Fig. 1. ATRX loss induces G4 formation and RS in TP53 wt NGP cells.

A Western blots show the depletion of ATRX protein expression in cell lysates prepared from Cas9 control (Ctrl) and ATRX KO (C-1, C-3, C-4, and C-21) NGP cells. β-Tubulin was used as a loading control. Lower panel, growth curves show that viability was lower in ATRX KO NGP cells than in Ctrl cells. Data are expressed as means ± standard deviation (SD), N = 3. A two-way ANOVA followed by a multiple comparison Bonferroni post hoc test was used to compare differences between groups (*p < 0.05 and **p < 0.01). B Clonogenic assay of Ctrl and ATRX KO NGP cells demonstrating the weaker proliferative abilities of KO cells than Ctrl cells. Lower panel, representative images for clonogenic formation are shown. Error bars represent SD from three technical replicates. **p < 0.01; A one-way ANOVA with Dunnett’s and Tukey’s test were used for statistical analyses. C Immunoblot showing activation of the DDR upon the depletion of ATRX, including the phosphorylation of histone H2AX on Ser-139 (γH2AX). D, E γH2AX/TelG immuno-FISH (D) shows increased TIF (telomere dysfunction-induced foci) in ATRX KO NGP cells. Arrows denote the colocalization of telomeric foci (red) and γH2AX signals (green).
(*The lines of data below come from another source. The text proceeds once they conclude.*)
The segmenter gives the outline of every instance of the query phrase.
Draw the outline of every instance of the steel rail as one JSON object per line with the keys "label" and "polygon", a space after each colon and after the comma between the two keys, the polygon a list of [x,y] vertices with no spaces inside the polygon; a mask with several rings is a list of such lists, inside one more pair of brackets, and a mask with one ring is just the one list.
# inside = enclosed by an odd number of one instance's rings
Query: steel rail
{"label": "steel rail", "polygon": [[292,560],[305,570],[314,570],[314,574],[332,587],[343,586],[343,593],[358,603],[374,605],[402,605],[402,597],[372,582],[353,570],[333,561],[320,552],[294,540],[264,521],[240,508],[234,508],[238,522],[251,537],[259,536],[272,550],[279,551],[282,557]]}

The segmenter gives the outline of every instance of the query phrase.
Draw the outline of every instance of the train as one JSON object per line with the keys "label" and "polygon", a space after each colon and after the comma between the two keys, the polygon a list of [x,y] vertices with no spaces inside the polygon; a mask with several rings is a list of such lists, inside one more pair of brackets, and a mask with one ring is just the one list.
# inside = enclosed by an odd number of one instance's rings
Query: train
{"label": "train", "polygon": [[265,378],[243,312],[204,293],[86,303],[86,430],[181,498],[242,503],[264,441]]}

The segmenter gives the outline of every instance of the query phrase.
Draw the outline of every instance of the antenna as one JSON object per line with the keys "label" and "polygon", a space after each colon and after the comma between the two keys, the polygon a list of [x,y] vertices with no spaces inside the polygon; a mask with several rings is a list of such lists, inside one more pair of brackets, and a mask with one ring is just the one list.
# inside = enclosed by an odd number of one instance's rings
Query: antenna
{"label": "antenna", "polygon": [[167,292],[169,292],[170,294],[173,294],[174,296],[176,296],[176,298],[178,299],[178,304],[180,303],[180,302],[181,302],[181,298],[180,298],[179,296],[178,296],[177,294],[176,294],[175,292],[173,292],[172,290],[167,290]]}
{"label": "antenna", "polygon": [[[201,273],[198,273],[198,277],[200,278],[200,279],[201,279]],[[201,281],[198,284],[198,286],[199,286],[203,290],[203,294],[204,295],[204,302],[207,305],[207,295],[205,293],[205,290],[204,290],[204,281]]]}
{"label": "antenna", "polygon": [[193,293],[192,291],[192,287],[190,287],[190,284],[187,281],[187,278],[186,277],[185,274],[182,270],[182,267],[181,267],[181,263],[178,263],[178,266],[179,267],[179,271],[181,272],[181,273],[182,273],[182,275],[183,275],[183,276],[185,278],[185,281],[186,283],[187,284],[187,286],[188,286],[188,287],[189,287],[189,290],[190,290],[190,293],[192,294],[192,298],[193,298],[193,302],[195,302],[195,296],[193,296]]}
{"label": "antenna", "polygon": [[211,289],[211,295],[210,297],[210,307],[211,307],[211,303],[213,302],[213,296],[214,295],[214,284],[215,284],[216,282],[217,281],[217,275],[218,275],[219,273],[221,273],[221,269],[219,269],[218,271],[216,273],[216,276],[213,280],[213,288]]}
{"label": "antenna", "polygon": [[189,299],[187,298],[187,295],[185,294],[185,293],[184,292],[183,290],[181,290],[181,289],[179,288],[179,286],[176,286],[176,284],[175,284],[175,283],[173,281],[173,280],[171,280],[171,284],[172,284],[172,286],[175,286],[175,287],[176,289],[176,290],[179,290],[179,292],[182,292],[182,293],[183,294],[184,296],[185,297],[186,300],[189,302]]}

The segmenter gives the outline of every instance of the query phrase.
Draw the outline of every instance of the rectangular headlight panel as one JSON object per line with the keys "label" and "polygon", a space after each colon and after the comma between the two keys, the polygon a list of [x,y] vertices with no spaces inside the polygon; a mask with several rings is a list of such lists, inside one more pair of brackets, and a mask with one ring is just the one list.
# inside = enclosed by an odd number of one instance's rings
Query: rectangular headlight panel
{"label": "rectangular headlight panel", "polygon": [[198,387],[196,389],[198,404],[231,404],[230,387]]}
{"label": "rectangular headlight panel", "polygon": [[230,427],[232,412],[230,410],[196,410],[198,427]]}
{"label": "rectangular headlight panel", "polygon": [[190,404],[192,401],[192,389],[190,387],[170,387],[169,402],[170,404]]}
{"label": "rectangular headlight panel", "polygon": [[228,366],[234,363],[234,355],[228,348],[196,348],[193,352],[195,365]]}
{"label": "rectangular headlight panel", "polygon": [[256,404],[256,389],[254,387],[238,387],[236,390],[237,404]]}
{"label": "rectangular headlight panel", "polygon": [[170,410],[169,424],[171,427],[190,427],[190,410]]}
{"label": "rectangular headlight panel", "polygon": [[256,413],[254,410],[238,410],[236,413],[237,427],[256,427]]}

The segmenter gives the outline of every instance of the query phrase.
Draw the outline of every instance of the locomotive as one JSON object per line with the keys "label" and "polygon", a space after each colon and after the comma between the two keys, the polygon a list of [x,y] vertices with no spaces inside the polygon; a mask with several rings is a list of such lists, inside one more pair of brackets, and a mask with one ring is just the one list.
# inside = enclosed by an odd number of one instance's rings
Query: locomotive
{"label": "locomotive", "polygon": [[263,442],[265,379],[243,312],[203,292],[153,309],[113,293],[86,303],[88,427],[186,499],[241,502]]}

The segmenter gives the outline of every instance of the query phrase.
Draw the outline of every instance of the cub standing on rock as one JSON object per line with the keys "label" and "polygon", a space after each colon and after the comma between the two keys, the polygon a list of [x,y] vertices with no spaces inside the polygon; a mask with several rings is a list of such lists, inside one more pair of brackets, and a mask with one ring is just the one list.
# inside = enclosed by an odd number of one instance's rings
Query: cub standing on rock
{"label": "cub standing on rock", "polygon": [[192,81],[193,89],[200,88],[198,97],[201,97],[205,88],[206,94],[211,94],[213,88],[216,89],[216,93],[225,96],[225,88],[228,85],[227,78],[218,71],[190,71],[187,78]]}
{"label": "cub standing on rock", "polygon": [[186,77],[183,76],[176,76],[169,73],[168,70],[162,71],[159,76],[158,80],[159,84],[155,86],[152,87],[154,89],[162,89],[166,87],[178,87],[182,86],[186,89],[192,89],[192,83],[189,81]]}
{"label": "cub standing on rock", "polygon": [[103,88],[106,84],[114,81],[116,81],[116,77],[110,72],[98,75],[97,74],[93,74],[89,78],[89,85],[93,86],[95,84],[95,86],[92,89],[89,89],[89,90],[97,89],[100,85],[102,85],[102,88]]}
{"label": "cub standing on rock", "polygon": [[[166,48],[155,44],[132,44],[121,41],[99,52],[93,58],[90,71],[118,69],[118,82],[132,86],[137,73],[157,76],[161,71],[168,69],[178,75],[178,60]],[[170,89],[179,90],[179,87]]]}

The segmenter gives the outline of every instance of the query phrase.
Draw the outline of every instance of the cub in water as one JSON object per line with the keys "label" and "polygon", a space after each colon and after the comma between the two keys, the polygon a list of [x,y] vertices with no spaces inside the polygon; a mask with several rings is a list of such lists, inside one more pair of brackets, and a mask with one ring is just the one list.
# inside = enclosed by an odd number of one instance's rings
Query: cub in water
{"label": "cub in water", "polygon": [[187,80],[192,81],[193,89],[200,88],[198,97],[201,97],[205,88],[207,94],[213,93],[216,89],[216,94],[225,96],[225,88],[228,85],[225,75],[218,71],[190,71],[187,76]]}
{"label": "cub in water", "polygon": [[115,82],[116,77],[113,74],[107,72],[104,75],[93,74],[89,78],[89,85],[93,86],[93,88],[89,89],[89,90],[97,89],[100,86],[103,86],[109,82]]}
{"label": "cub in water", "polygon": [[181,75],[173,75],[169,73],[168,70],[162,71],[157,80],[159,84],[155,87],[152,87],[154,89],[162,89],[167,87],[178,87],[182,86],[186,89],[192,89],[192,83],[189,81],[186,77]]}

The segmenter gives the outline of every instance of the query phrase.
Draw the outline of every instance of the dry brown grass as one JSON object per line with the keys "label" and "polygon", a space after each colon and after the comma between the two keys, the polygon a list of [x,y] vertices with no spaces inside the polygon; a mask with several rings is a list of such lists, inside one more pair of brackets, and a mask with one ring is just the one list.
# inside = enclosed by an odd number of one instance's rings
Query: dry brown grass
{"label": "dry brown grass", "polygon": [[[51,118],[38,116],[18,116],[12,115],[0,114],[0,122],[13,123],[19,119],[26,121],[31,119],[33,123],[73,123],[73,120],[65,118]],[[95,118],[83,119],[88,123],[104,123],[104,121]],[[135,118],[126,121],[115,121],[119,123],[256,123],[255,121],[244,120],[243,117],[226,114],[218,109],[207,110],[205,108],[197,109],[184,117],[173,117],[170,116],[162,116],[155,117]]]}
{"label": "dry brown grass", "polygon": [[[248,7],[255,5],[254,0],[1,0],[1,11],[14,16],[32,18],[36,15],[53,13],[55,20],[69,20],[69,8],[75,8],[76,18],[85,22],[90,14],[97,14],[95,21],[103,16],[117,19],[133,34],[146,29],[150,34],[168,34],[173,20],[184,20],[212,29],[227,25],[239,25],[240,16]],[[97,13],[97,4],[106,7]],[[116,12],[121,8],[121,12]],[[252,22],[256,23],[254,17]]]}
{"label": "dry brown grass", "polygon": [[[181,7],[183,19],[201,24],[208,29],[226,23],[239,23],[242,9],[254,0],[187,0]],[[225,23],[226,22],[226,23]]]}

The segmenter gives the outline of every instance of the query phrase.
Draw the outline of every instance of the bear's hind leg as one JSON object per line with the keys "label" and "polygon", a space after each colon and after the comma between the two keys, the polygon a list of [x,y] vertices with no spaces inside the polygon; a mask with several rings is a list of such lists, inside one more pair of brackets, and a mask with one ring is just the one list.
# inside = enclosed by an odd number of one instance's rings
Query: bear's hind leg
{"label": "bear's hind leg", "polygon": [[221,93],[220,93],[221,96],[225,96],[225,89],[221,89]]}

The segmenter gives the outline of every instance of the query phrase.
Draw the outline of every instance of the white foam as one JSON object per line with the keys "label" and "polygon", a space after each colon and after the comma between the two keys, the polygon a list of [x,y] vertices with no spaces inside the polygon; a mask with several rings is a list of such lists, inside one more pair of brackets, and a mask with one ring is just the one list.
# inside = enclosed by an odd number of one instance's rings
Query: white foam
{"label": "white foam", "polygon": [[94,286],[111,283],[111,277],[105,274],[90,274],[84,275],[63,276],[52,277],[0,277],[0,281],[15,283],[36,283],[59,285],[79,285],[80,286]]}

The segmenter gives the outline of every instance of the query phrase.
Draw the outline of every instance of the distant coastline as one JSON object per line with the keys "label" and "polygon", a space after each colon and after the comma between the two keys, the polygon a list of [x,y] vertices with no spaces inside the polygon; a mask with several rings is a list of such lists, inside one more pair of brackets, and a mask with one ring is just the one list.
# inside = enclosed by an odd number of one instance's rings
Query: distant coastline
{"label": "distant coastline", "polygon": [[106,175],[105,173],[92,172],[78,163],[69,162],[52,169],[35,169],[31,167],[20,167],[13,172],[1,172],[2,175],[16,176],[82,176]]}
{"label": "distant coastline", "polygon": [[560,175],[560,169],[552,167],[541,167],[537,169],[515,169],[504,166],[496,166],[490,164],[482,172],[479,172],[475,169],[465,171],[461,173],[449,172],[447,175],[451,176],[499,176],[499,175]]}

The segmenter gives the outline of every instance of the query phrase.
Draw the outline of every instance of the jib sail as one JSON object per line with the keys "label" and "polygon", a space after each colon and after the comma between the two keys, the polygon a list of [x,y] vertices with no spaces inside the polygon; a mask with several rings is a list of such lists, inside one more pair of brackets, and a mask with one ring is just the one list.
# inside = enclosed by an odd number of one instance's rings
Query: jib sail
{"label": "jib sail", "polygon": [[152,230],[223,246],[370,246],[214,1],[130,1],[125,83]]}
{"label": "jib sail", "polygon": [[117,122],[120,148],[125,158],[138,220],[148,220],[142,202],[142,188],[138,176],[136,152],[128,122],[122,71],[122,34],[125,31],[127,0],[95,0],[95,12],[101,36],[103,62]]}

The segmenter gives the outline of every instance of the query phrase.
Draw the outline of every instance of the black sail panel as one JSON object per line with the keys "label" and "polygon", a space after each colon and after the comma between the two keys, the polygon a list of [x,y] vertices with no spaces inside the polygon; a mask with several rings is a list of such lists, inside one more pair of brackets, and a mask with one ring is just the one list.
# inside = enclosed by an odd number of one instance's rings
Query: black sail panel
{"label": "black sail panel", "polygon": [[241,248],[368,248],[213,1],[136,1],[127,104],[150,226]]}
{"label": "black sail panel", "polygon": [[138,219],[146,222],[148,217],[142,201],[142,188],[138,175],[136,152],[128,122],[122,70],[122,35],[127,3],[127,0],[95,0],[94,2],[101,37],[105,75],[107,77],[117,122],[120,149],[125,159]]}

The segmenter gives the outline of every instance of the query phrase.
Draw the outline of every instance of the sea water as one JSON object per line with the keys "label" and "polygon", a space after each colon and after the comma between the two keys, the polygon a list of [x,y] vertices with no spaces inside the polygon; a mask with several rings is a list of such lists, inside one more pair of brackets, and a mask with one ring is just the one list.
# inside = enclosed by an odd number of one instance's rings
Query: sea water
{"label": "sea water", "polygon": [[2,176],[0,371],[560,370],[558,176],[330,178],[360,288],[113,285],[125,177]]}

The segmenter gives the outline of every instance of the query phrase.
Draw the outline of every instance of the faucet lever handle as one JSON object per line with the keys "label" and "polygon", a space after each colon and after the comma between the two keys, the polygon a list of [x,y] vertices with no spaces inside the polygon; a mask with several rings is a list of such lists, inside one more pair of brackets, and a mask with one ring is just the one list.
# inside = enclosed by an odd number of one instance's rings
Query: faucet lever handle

Cells were also stained with DAPI to visualize nuclei (blue). E Quantification of TIF+ cells among 100 cells analyzed in (D). F, G Coimmunofluorescence staining of ATRX-intact (Ctrl) and ATRX KO NGP cells with the anti-G-quadruplex (G4) antibody, 1H6 and anti-γH2AX. G Quantification of G4+ cells among 100 cells analyzed in (F). H G4 (1H6)/TelG immuno-FISH reveals colocalization of G4 on telomeric region in ATRX KO NGP cells. Nuclei are counterstained with DAPI (blue). I Representative immunoblot analysis of p-KAP1 (Ser-824), KAP1, p-Chk1 (Ser-345), Chk1, p-RPA32 (Ser-33), and RPA32, showing the activation of RS arising from ATRX deficiency. β-Tubulin served as a loading control.